Traitement de l'intoxication par les salicylates

  • Charbon activé

  • Alcalinisation urinaire avec supplémentation en chlorure de potassium

Sauf contre-indication (p. ex., altération de l'état mental), on administre du charbon activé le plus rapidement possible et, en présence de bruits intestinaux, on peut répéter l'administration toutes les 4 heures jusqu'à ce que le charbon apparaisse dans les selles (1).

Après remplissage vasculaire et correction des troubles hydro-électrolytiques, on peut utiliser l'alcalinisation des urines pour augmenter et maintenir le pH urinaire entre 7,5 et 8,5 (2). L'alcalinisation des urines est indiquée chez tous les patients qui présentent des symptômes d'intoxication et ne doit pas être retardée par l'attente du résultat du dosage des salicylates. Cette approche thérapeutique est habituellement dénuée de risques et permet une majoration exponentielle de l'excrétion des salicylates. Comme l'hypokaliémie peut perturber l'alcalinisation urinaire, les patients reçoivent une solution composée de 1 L de dextrose 5%, 3 ampoules de 50 mEq (50 mmol) de bicarbonate de sodium et 40 mEq (40 mmol) de chlorure de potassium à une vitesse de perfusion de 1,5 à 2 fois le débit d'entretien IV. La kaliémie doit être surveillée. La surcharge liquidienne pouvant entraîner un œdème pulmonaire, les patients sont surveillés à la recherche de signes respiratoires compatibles.

Les médicaments qui augmentent le bicarbonate urinaire (p. ex., acétazolamide) doivent être évités car ils aggravent l'acidose métabolique et diminuent le pH sanguin. Les médicaments qui ont un effet inhibiteur sur la commande respiratoire doivent être évités, car ils peuvent s'opposer à l'hyperventilation et à l'alcalose respiratoire et ainsi diminuer le pH sanguin.

La fièvre peut être traitée par des mesures physiques comme un refroidissement externe. Les convulsions sont traitées par benzodiazépines. En cas de rhabdomyolyse, une hydratation adéquate et une production d'urine sont cruciales; l'alcalinisation des urines peut aussi aider à prévenir l'insuffisance rénale.

Une hémodialyse peut s'avérer nécessaire pour augmenter l'élimination des salicylates en cas de troubles neurologiques sévères, d'insuffisance rénale ou respiratoire, d'acidose malgré la prise en charge thérapeutique ou de salicylémie très élevée (> 100 mg/dL [> 7,25 mmol/L] en cas de surdosage aigu ou > 60 mg/dL [> 4,35 mmol/L] en cas d'intoxication chronique).

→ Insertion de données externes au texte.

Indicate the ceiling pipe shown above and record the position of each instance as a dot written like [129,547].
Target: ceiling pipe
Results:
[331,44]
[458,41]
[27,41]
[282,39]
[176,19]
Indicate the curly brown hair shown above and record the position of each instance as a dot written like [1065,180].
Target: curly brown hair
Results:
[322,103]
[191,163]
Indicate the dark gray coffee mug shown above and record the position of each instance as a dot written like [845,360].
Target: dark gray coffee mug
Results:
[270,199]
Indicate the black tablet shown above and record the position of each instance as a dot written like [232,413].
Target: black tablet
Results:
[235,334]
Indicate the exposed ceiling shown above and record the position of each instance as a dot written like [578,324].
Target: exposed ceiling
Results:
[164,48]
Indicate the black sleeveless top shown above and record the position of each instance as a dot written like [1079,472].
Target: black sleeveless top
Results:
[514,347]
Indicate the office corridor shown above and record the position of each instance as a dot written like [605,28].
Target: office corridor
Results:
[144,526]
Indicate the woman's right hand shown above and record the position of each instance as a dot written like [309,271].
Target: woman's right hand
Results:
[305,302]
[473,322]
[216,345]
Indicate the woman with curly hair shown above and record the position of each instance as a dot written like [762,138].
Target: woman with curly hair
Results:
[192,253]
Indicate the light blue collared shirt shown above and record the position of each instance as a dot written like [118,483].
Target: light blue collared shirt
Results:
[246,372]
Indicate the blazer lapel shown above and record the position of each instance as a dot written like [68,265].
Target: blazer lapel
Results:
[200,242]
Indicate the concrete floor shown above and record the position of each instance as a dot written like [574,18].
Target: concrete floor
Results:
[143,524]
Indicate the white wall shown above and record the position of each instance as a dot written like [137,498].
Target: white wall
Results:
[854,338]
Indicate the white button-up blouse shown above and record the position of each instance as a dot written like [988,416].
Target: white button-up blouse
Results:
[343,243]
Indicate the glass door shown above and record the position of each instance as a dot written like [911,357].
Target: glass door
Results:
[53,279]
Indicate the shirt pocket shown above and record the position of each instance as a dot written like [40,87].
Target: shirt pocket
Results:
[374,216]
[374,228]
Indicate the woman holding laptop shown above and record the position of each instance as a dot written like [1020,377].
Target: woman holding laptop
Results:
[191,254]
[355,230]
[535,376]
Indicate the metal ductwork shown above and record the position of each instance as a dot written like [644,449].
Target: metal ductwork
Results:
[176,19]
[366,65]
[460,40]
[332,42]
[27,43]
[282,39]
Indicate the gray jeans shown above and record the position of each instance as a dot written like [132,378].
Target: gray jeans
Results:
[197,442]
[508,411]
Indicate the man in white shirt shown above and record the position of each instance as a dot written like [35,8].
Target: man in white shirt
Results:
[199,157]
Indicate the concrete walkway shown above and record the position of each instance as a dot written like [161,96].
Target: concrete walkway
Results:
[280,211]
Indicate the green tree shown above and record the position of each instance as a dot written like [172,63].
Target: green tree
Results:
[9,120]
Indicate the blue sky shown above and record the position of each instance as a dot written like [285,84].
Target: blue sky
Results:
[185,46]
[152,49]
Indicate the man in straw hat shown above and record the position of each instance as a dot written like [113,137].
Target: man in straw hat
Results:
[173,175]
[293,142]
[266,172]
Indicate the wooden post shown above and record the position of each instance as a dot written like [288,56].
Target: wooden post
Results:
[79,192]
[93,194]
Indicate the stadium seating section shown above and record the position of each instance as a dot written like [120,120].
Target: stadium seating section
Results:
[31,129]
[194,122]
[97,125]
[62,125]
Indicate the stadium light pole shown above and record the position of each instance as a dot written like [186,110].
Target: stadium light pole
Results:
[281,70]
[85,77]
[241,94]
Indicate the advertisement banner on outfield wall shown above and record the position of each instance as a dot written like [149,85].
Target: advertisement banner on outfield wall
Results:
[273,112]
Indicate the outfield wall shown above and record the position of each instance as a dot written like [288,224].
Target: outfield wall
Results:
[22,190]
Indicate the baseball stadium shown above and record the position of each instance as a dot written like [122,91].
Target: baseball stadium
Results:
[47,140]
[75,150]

Traiter les troubles acide-base chez les patients intoxiqués par les salicylates nécessitant une intubation trachéale et une ventilation mécanique pour la protection des voies respiratoires ou l'oxygénation peut être extrêmement difficile. En général, les patients intubés doivent probablement être dialysés et étroitement surveillés par un spécialiste des soins intensifs.

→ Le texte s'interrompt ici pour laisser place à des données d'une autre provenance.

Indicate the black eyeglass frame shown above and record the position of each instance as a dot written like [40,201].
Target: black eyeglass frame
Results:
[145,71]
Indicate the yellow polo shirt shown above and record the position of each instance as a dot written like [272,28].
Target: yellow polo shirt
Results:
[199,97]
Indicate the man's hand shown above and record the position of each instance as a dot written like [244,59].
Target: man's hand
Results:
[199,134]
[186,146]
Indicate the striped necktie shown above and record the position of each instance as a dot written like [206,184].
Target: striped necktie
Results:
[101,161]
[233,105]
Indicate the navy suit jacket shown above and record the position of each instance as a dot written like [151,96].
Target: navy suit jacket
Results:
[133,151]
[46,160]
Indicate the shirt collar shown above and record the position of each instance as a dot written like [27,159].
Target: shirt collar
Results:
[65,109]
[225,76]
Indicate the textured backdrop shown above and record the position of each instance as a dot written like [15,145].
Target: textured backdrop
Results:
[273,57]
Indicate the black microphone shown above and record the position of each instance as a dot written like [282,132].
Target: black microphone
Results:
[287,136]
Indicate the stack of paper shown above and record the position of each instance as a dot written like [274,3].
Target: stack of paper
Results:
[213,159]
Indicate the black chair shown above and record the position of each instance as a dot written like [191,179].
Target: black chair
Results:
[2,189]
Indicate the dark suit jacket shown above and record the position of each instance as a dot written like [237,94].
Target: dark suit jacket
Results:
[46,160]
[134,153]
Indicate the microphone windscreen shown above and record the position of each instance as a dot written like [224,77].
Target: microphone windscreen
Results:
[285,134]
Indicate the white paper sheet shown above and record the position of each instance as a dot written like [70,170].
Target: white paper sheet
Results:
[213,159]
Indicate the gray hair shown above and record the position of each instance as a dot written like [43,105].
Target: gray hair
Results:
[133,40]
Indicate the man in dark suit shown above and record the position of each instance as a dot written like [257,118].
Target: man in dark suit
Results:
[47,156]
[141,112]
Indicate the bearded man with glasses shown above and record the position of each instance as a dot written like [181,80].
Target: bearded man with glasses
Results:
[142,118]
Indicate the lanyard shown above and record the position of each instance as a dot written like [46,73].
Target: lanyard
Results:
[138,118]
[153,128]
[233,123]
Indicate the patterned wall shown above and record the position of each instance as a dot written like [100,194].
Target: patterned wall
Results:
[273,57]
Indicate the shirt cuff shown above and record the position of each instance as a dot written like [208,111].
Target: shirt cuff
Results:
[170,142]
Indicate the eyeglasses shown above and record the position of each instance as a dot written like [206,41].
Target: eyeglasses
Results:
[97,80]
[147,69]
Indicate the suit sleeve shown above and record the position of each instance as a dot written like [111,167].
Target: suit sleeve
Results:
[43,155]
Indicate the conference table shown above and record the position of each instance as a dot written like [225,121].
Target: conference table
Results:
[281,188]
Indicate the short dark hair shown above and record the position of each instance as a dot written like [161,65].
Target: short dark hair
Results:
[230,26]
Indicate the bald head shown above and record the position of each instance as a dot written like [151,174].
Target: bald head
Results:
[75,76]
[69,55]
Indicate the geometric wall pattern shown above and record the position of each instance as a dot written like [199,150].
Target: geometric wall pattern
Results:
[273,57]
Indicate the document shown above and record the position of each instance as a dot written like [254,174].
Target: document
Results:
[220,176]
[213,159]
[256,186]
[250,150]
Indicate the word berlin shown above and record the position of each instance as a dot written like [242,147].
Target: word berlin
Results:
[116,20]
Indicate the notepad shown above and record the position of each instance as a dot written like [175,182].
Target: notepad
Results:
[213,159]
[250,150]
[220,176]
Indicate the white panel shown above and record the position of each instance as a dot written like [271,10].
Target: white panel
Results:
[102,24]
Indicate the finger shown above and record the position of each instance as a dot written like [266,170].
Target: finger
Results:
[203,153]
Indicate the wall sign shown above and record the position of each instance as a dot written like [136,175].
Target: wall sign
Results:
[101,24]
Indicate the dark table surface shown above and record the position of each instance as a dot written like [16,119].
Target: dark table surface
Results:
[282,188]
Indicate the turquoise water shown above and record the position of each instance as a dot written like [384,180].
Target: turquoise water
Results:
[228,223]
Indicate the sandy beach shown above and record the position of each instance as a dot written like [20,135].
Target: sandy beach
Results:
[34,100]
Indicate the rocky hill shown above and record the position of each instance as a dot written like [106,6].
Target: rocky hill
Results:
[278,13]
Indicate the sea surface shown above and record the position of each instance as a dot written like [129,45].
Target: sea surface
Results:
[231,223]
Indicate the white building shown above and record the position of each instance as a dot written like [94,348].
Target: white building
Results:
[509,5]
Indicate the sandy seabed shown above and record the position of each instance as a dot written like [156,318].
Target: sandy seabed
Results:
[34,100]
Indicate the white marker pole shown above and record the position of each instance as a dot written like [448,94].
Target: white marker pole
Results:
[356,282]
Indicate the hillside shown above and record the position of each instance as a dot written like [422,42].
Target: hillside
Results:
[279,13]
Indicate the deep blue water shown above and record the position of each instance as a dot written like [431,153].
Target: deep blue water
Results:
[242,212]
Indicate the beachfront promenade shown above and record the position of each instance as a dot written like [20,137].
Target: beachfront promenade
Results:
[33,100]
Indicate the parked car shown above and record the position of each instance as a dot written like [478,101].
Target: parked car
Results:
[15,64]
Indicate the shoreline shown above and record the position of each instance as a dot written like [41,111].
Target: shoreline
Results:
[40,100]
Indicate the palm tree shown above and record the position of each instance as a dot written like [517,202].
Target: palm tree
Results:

Références pour le traitement

  1. 1. Levy G, Tsuchiya T. Effect of activated charcoal on aspirin absorption in man. Part I. Clin Pharmacol Ther. 1972;13(3):317-322. doi:10.1002/cpt1972133317

  2. 2. Proudfoot AT, Krenzelok EP, Vale JA. Position Paper on urine alkalinization. J Toxicol Clin Toxicol. 2004;42(1):1-26. doi:10.1081/clt-120028740

Points clés

  • L'empoisonnement par les salicylates provoque une alcalose respiratoire et, par un mécanisme indépendant, une acidose métabolique.

  • Envisager une intoxication par les salicylates chez les patients présentant des signes non spécifiques (p. ex., altération de l'état mental, acidose métabolique, œdème pulmonaire non cardiogénique, fièvre), même si une anamnèse d'ingestion fait défaut.

  • Estimer la gravité de l'intoxication par le taux de salicylate et les gaz du sang artériel ou veineux.

  • Traiter par charbon activé, diurèse alcaline et supplémentation en chlorure de potassium (KCl).

  • Envisager une hémodialyse si l'intoxication est grave.